We searched for female webs along three trails of approximately 20 m, 300 m, and 400 m in length. We selected female webs with mature females or females in their last instar because males of T. clavipes defend females in both ontogenetic stages (Almeida and Peixoto 2021). We considered females that had a swollen and sclerotized epigynum with two distinct copulatory openings to be mature (Higgins 2000; Rittschof 2011), and females with an abdominal diameter greater than 6 mm (Moore 1977) and without a sclerotized epigynum to be in their last instar. Furthermore, for last instar females, we also observed them for seven days after the sample to confirm they did not make an additional molt. We sampled only female webs with at least two males established (16 webs with two males, 10 webs with three males, seven webs with four males and one web with five males). We defined the central male as the individual located up to 5 cm from the female's abdomen (Christenson and Goist 1979) and peripheral males as the other males that were established inside the female web up to 5 cm distant from the last web spiral (Christenson and Goist 1979; Brown 1985). We did not sample female webs in which males were all established between the central and the peripheral position, because this avoided the identification of the central male. In addition, all sampled males were sexually mature as assessed through dark brown coloration and sclerotized pedipalps (Myers and Christenson 1988).

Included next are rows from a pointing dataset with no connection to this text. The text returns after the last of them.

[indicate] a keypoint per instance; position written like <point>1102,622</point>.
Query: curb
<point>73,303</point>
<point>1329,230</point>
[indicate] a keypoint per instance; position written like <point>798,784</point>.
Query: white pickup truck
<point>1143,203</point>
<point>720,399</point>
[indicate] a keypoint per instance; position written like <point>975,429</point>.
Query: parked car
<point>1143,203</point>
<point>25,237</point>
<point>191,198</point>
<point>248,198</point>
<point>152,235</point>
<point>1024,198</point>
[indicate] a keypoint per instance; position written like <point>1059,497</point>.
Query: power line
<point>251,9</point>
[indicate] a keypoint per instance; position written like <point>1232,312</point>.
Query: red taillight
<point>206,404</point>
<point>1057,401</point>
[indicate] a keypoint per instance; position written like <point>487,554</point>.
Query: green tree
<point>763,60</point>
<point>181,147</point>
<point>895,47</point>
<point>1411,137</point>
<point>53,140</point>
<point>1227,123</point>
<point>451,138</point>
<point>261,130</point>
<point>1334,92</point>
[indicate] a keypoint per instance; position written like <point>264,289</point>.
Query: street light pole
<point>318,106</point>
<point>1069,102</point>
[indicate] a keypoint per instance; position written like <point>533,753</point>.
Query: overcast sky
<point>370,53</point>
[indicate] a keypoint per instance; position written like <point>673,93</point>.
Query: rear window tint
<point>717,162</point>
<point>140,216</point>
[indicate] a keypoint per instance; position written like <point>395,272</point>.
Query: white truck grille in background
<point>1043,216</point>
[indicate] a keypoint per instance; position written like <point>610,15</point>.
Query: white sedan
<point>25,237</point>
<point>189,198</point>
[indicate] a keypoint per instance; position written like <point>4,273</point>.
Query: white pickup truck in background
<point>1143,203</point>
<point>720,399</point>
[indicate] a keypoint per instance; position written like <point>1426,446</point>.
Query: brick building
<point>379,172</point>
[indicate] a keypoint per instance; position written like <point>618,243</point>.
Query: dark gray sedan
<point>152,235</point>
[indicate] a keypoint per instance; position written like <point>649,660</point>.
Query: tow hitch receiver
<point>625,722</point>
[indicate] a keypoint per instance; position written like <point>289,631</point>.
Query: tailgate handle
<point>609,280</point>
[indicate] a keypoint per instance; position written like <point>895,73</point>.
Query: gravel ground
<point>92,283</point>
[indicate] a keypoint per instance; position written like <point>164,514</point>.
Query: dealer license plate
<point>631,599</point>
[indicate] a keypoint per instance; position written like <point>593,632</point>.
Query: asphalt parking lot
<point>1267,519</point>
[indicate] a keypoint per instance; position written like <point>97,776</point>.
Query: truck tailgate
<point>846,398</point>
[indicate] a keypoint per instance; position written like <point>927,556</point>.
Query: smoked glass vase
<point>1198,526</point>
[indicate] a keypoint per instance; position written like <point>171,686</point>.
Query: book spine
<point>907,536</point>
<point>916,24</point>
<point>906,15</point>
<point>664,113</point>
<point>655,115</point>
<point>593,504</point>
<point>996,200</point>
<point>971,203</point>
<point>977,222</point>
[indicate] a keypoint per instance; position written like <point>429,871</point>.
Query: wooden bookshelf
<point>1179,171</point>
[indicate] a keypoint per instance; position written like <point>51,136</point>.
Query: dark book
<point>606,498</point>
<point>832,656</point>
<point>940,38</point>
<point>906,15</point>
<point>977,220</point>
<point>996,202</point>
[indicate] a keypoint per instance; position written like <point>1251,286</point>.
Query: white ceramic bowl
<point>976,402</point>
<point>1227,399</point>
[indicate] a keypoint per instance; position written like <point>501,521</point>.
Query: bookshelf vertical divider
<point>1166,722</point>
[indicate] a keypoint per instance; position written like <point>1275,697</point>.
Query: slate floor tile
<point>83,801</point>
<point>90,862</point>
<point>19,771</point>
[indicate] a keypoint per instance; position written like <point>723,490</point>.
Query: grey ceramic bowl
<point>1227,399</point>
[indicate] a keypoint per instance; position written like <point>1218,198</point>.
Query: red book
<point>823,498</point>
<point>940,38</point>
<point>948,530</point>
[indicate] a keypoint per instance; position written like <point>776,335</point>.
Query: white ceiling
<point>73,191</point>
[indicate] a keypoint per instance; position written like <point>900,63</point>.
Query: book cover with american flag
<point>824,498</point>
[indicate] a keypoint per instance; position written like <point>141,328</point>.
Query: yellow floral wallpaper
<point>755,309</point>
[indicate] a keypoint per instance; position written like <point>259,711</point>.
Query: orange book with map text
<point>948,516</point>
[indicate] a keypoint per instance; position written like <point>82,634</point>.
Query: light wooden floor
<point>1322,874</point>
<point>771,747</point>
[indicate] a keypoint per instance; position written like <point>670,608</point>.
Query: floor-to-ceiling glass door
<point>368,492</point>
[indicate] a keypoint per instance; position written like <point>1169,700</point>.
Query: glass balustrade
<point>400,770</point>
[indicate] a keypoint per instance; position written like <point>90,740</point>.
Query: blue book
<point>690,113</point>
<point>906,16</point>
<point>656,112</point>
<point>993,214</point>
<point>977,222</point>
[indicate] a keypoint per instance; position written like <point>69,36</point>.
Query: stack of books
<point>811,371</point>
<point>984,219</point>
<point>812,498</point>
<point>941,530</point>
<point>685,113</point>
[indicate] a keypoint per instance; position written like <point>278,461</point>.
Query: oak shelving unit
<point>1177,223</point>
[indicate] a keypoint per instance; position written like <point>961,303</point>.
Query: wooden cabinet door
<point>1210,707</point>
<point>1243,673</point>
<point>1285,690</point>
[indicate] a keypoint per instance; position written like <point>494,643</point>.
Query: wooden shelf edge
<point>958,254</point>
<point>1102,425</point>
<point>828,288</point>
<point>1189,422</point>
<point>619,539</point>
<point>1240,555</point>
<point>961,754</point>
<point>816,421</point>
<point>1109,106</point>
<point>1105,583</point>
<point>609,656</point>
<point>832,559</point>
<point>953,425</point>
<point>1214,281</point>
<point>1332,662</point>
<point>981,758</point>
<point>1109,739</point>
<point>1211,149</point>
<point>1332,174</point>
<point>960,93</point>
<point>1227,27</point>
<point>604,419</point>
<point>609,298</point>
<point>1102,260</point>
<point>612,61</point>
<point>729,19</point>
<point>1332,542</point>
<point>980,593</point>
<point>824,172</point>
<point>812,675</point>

In other empirical studies that reported male contests in T. clavipes, the rival with the larger body size typically wins the fight (Christenson and Goist 1979; Vollrath 1980; Rittschof 2010). In these studies, the measure chosen as a surrogate of body size is the cephalothorax width (Rittschof 2010; Constant et al. 2011). However, it is important to note that T. clavipes males do not use their cephalothorax directly in fights, and for this reason, it may be that cephalothorax width is related to winning chances due to its correlation with other traits that determine the outcome (Vieira and Peixoto 2013). A possible surrogate of fighting capacity that is directly used in T. clavipes fights is the male frontal legs (Christenson and Goist 1979; Constant et al. 2011). Males use the frontal legs to perform vibrations on the web and also during the physical contact phase. In fact, there is empirical evidence that central males have longer frontal leg length than peripheral males in webs of females (Silva et al. 2021 – Supplementary Material). Furthermore, in our data, we also found that longer frontal legs increased the chances of victory (Supplementary Material, Fig. S1). Therefore, we considered the frontal leg length as a reliable trait to estimate the fighting capacity of T. clavipes males. We estimated the leg length of males by photographing (using a Canon EOS Rebel T5) the male with a ruler positioned adjacent (but without touching the male). Then we used the ImageJ software to measure the leg length based on the scaled photograph (Schneider et al. 2012).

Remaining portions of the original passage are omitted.